For the treatment of advanced HER2-positive breast cancer, the use of trastuzumab emtansine (T-DM1) is not cost-effective when compared with lapatinib plus capecitabine from both a societal and a payer’s perspective, according to an analysis conducted at Western University of Health Sciences College of Pharmacy in Pomona, CA.

From a societal perspective only, T-DM1 may be cost-effective compared with capecitabine monotherapy at the willingness-to-pay threshold of $150,000 per quality-adjusted life-year (QALY), Quang A. Le, PharmD, PhD, and Yuna Bae, PharmD, also reported in a poster.

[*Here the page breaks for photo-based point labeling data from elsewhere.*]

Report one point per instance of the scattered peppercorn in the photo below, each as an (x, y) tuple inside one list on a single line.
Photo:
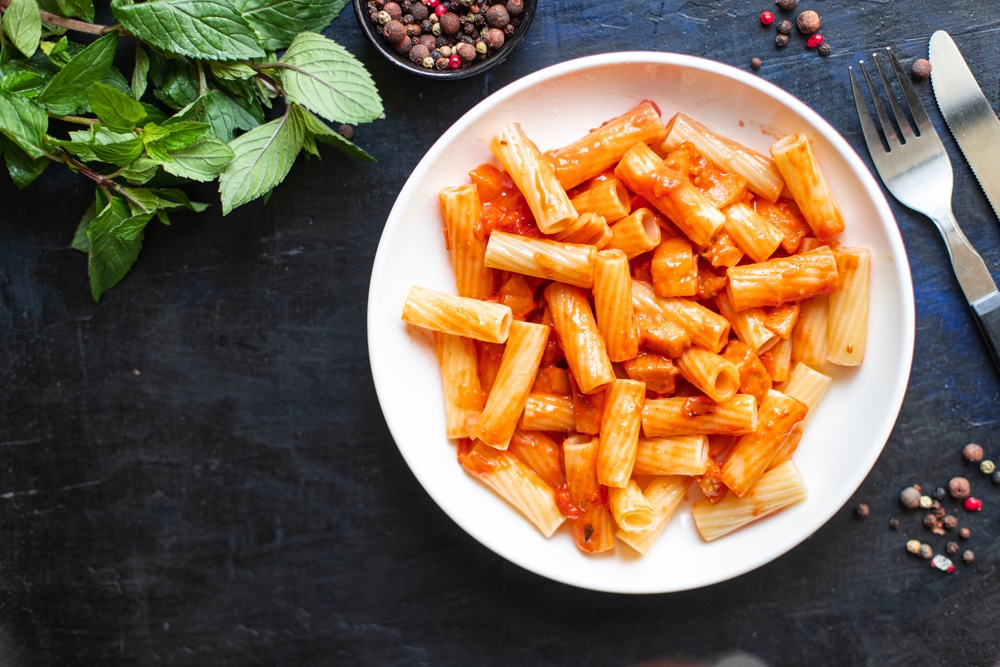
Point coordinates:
[(808, 22), (910, 497), (972, 452), (921, 68), (450, 34), (959, 487)]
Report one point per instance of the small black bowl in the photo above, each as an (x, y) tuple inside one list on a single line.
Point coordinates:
[(373, 32)]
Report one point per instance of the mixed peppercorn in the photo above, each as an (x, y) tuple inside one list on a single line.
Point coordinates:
[(808, 24), (443, 34), (937, 519)]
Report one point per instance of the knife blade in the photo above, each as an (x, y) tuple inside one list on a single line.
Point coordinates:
[(968, 113)]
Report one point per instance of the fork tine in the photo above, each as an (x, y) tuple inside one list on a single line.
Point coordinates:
[(872, 137), (887, 129), (901, 120), (912, 101)]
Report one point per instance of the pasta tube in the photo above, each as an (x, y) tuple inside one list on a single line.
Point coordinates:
[(798, 166), (510, 389), (459, 315), (776, 489), (570, 263), (534, 177), (516, 483)]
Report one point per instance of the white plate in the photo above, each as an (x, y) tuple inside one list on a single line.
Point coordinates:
[(555, 106)]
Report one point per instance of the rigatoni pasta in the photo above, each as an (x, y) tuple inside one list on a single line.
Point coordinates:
[(652, 330)]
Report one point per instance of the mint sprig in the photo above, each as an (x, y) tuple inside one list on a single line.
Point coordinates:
[(226, 90)]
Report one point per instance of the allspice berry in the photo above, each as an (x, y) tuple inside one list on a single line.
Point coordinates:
[(808, 22), (959, 487)]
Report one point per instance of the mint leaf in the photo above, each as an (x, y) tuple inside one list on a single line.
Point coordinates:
[(115, 237), (263, 157), (140, 73), (224, 114), (23, 169), (116, 111), (24, 123), (325, 78), (202, 161), (67, 91), (209, 29), (77, 9), (279, 21), (316, 130), (22, 24)]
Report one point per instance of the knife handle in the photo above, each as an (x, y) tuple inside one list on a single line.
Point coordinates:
[(987, 312)]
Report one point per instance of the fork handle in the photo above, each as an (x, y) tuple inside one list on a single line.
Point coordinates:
[(987, 312)]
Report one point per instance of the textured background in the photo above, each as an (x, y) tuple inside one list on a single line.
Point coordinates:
[(196, 471)]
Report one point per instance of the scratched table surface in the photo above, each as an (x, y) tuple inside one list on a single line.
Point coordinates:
[(196, 470)]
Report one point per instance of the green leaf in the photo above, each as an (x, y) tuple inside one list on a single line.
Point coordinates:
[(115, 237), (202, 161), (263, 157), (57, 52), (23, 25), (77, 9), (140, 171), (208, 29), (325, 78), (23, 169), (316, 130), (279, 21), (232, 70), (67, 91), (121, 153), (24, 123), (116, 110), (24, 82), (140, 73)]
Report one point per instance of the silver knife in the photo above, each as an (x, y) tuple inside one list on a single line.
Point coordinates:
[(968, 113)]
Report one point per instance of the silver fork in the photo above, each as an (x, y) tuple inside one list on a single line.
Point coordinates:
[(915, 168)]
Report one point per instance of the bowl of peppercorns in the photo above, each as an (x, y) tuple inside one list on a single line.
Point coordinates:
[(445, 39)]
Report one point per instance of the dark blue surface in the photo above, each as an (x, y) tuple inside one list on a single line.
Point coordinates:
[(196, 471)]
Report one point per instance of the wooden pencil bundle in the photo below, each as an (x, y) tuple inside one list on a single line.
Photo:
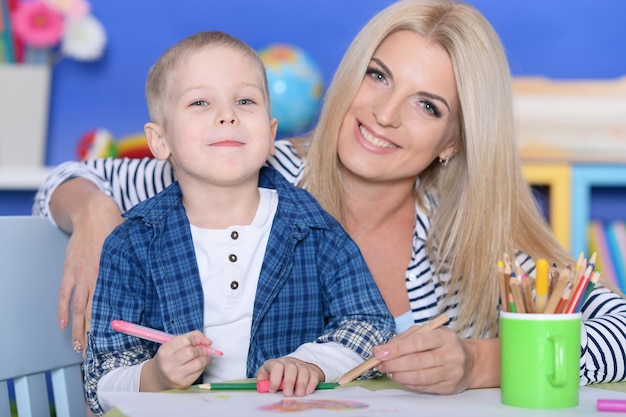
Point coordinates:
[(555, 292)]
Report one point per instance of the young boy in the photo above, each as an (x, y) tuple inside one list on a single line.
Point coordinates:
[(231, 255)]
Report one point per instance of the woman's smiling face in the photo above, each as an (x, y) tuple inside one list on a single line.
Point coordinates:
[(404, 114)]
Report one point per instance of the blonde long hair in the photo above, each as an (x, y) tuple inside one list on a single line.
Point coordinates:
[(485, 206)]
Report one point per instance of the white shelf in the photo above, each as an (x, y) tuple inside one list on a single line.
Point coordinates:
[(16, 178)]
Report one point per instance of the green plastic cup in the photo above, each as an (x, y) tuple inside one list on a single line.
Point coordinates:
[(540, 359)]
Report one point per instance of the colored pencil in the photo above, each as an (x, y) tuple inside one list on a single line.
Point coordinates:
[(355, 372), (518, 298), (563, 301), (260, 386), (557, 290), (502, 284), (527, 293), (512, 304), (592, 284), (578, 291), (542, 283)]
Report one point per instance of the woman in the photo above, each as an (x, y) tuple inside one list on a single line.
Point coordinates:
[(418, 161)]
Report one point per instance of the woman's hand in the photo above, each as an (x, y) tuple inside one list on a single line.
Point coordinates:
[(438, 362), (299, 378), (177, 363), (80, 208)]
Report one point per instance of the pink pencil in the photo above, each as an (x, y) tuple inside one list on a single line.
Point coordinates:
[(150, 334)]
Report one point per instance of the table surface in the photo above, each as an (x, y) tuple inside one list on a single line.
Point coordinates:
[(385, 383)]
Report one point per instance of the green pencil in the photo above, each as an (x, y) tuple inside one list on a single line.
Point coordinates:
[(261, 386)]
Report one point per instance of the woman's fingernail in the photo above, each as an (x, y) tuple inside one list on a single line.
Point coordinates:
[(382, 354)]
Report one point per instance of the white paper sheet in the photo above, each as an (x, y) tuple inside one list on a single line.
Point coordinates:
[(352, 401)]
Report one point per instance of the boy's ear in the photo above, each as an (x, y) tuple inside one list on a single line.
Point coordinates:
[(156, 141), (274, 130)]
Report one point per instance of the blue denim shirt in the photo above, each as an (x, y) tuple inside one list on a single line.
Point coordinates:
[(314, 284)]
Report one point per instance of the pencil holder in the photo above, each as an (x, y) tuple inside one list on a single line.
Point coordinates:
[(540, 359)]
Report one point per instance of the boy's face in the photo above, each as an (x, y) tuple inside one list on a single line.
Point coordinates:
[(217, 123)]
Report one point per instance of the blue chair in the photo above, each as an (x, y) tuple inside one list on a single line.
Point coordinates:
[(32, 252)]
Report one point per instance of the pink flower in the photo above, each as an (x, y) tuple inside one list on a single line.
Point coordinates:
[(38, 25), (73, 9)]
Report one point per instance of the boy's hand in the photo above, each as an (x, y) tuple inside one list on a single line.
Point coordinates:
[(177, 363), (299, 378)]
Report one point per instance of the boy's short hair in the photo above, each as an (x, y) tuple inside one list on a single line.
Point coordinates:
[(159, 76)]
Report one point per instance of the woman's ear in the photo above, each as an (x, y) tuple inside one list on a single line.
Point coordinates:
[(449, 152), (156, 141)]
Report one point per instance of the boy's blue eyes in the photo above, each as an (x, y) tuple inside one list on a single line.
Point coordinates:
[(242, 101)]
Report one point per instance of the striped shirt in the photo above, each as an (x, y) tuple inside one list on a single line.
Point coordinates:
[(603, 339)]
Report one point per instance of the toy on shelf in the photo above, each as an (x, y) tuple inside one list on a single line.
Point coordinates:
[(100, 143)]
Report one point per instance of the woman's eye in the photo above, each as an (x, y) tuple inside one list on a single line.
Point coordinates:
[(245, 101), (376, 74), (430, 108)]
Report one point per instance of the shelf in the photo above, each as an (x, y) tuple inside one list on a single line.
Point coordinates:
[(23, 179)]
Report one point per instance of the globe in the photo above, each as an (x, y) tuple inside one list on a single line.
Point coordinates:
[(295, 85)]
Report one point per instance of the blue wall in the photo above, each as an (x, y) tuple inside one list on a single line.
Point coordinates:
[(556, 38)]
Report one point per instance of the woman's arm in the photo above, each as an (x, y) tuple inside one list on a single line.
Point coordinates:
[(80, 208), (86, 199)]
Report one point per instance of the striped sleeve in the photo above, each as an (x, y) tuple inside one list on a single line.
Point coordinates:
[(128, 181), (603, 338)]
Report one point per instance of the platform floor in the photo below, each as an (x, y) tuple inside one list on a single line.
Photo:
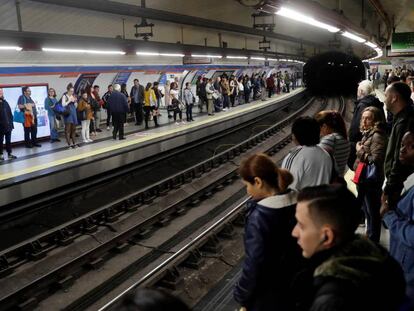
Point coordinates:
[(51, 155)]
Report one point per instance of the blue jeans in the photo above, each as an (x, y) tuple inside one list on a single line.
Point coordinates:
[(53, 127)]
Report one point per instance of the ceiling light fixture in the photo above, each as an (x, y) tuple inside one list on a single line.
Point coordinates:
[(353, 37), (236, 57), (10, 48), (297, 16), (372, 45), (208, 56), (59, 50)]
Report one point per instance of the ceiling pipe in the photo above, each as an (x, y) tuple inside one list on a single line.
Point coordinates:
[(383, 14), (137, 11), (34, 41)]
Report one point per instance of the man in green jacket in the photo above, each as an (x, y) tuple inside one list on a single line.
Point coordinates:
[(398, 102)]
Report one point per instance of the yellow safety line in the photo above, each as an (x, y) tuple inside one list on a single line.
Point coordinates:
[(130, 142)]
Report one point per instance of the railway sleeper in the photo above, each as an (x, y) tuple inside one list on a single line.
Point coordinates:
[(227, 232), (194, 260), (171, 279), (36, 251), (212, 245)]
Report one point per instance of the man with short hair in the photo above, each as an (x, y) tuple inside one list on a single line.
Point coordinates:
[(137, 97), (118, 105), (397, 101), (365, 98), (6, 127), (309, 164), (28, 106), (345, 271)]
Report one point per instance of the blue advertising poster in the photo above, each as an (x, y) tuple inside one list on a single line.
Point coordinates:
[(122, 77), (39, 93)]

In the EMILIA trial, T-DM1 significantly increased both median progression-free survival (PFS) and overall survival (OS), relative to lapatinib plus capecitabine, in patients with HER2-positive advanced breast cancer previously treated with trastuzumab and a taxane. Using data from this trial and the EGF100151 trial of capecitabine, the investigators performed an economic analysis of T-DM1 compared with lapatinib/capecitabine (LC) and with monotherapy with capecitabine from both the US payer’s perspective and a societal perspective.

The model assumed a median PFS of 9.6 months with T-DM1, 6.4 months with LC, and 4.3 months with capecitabine; median OS of 30.9 months, 25.1 months, and 15.3 months; overall response rates of 43.6%, 30.8%, and 13.9%; and duration of response of 12.6 months, 6.5 months, and 7.1 months, respectively.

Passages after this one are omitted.